Estudantes e professores da UEG protestam pelas ruas de Silvânia

Estudantes e professores do Campus da UEG saíram pelas ruas de Silvânia em protesto na noite desta quarta-feira. A manifestação começou em frente ao Campus, o Bairro Nossa Senhora de Fátima e percorreu ruas e avenida da cidade. Com faixas, cartazes e palavras de ordem estudantes e professores chamavam a atenção dos moradores de Silvânia sobre a situação do Campus.

A comunidade acadêmica da Universidade Estadual de Goiás (UEG) está preocupada com a possibilidade de extinção do Campus de Silvânia.

Um relatório da Comissão de Redesenho  da Universidade, entregue à reitoria no inicio de maio,  sugere discussão sobre a continuidade de 57 cursos e 15 unidades da instituição de ensino superior goiana.

A comissão foi instalada em fevereiro de 2019 e tem como objetivo analisar a viabilidade de reduzir o custo financeiro da UEG que oferece atualmente 150 cursos espalhados por vários campus em diversas regiões de Goiás.

O relatório sugere análise detalhada sobre a permanência e não retorno de cinco cursos que estão suspensos devida a avaliação obtida no Enade, entre eles o de Geografia no Campus da UEG em Pires do Rio.

O documento ainda aponta uma relação de 30 cursos superiores oferecidos pela Universidade que estariam ameaçados e deveriam ter a permanência rediscutida.
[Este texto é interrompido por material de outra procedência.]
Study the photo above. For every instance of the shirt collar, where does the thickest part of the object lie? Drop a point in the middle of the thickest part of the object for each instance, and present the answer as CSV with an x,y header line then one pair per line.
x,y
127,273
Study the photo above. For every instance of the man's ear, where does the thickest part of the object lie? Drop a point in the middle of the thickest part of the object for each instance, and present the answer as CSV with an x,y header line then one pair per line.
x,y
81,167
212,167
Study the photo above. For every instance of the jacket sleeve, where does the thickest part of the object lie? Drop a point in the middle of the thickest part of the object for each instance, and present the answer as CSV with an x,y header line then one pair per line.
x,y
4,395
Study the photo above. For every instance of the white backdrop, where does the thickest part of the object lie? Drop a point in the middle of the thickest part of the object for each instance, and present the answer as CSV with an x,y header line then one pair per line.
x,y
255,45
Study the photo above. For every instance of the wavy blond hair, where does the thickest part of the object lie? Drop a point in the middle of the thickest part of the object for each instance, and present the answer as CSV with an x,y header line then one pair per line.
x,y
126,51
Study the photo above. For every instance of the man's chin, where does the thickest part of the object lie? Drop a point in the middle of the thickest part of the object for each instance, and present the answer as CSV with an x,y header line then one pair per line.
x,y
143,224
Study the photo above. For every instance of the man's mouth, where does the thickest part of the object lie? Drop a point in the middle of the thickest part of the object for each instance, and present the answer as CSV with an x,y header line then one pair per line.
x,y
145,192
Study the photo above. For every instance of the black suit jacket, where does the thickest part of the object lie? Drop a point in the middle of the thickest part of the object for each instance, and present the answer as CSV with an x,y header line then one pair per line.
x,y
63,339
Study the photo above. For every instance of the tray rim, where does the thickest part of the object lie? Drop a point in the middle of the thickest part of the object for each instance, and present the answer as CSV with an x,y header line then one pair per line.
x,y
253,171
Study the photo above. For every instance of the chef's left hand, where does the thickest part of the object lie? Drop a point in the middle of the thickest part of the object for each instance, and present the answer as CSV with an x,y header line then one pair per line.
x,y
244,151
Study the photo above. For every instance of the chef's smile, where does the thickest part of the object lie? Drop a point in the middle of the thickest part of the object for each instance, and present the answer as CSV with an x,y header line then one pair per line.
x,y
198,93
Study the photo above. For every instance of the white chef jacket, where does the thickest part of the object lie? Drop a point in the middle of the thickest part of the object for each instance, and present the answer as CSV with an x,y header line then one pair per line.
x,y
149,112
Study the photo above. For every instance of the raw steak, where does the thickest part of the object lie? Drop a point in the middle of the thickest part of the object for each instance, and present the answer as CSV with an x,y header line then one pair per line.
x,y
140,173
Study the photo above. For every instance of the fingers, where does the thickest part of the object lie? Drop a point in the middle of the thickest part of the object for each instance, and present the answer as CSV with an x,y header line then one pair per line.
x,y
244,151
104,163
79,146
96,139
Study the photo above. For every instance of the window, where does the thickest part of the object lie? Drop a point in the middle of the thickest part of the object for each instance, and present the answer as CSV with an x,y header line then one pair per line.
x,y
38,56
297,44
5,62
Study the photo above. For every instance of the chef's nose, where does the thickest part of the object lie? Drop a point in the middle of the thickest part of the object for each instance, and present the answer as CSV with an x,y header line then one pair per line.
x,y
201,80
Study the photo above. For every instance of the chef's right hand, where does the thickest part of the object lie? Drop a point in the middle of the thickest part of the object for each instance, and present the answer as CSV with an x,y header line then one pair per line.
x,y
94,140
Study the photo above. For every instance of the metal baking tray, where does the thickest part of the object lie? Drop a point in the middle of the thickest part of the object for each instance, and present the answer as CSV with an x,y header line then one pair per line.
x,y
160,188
Entre estes cursos estão o de Historia em Pires do Rio e dos de Pedagogia e Administração no Campus da UEG em Silvânia.

A comissão ainda apontou em seus relatório análise sobre a situação das 57 unidades da Universidade Estadual de Goiás e sugeriu que sejam rediscutidas a existência de 15 Campus, entre eles o de Silvânia.

Com relação aos Campus o documento levou em conta quatro critérios: unidade sem sede própria, com menos de três cursos, com menos de 25% de professores efetivos e por fim os localizados em cidades com menores populações. Além de Silvânia a comissão de redesenho da Universidade Estadual de Goiás sugere estudo sobre a permanência da unidades de São Miguel do Araguaia, Campos Belos, Crixas, Edéia, Niquelândia, Pirenópolis, Sancrelândia, Goianésia, Itapuranga, Jataí, Jussara, Mineiros, Senador Canedo e Minaçu.

O relatório da comissão será agora submetido à análise de administração e do Conselho Universitário da UEG. Para ter efeito no orçamento da instituição do próximo ano é necessária uma tomada de decisão até a publicação do edital de convocação do vestibular 2020 que geralmente ocorre entre os meses de agosto de setembro.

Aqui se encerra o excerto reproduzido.